Déclaration immobilière : dernière chance pour les propriétaires avant le 30 juin

Les propriétaires ont jusqu’au 30 juin pour soumettre leur déclaration de biens immobiliers, une démarche désormais essentielle pour tous. Cette obligation fiscale, mise en place depuis 2023, concerne non seulement les particuliers mais également les entreprises. La date limite approche rapidement, et des amendes pourraient être appliquées à ceux qui ne respectent pas cette exigence.

EN BREF

  • Date limite pour la déclaration : 30 juin 2026.
  • Amendes possibles pour les déclarations manquantes ou inexactes.
  • Les grands propriétaires ciblés par l’administration fiscale.

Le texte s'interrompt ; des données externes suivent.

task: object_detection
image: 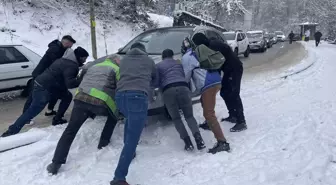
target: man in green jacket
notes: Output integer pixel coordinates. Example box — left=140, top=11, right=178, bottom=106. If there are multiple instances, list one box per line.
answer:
left=47, top=55, right=120, bottom=175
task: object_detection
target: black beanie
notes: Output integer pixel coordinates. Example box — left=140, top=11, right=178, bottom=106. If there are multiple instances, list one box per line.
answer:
left=74, top=46, right=89, bottom=59
left=192, top=33, right=209, bottom=46
left=131, top=42, right=146, bottom=52
left=162, top=49, right=174, bottom=59
left=62, top=35, right=76, bottom=44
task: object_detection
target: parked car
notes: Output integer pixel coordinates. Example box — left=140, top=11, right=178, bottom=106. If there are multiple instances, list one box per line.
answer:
left=275, top=31, right=286, bottom=42
left=87, top=26, right=227, bottom=117
left=223, top=31, right=250, bottom=57
left=0, top=45, right=41, bottom=96
left=246, top=30, right=267, bottom=52
left=265, top=33, right=274, bottom=48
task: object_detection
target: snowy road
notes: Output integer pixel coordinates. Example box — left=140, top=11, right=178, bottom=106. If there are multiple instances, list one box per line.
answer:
left=0, top=43, right=336, bottom=185
left=0, top=43, right=305, bottom=133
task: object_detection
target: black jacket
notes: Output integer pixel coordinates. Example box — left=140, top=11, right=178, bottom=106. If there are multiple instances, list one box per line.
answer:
left=209, top=40, right=243, bottom=73
left=314, top=31, right=322, bottom=39
left=36, top=49, right=80, bottom=93
left=32, top=40, right=66, bottom=78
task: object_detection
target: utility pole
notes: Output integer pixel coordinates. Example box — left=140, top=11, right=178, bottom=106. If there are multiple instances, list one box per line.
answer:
left=90, top=0, right=97, bottom=59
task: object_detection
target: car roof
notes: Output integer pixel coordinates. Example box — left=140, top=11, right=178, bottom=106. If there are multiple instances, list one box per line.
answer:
left=247, top=30, right=264, bottom=33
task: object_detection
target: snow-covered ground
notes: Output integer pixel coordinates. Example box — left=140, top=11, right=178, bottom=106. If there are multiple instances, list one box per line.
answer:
left=0, top=42, right=336, bottom=185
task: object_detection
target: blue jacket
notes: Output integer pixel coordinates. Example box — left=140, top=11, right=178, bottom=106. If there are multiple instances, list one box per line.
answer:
left=182, top=49, right=221, bottom=93
left=156, top=59, right=187, bottom=89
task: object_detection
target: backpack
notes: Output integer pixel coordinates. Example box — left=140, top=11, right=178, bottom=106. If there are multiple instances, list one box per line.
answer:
left=195, top=44, right=225, bottom=70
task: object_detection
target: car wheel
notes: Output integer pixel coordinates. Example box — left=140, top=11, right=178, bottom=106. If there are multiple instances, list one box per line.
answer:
left=244, top=46, right=251, bottom=58
left=163, top=106, right=172, bottom=121
left=234, top=48, right=238, bottom=56
left=21, top=80, right=33, bottom=98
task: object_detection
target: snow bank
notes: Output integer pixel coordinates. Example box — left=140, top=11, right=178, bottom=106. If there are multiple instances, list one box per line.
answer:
left=0, top=129, right=48, bottom=152
left=148, top=13, right=173, bottom=27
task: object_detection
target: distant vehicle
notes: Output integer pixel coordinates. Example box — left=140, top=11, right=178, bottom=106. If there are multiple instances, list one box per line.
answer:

Depuis la suppression de la taxe d’habitation sur les résidences principales, le service « Biens immobiliers » est devenu incontournable pour l’administration fiscale. Tous les propriétaires doivent se rendre sur leur espace personnel sur le site impots.gouv.fr pour effectuer cette déclaration. Cette démarche vise à faciliter le calcul des impôts locaux, en particulier pour les résidences secondaires et les logements vacants.

Il est important de noter que cette déclaration ne doit pas être renouvelée chaque année, à moins que des changements n’interviennent dans votre situation ou celle des locaux détenus. Par exemple, si vous avez déménagé, loué votre bien, changé de locataire ou récupéré un logement auparavant en location, vous devez déclarer ces modifications avant la date limite. La situation considérée est celle du 1er janvier 2026.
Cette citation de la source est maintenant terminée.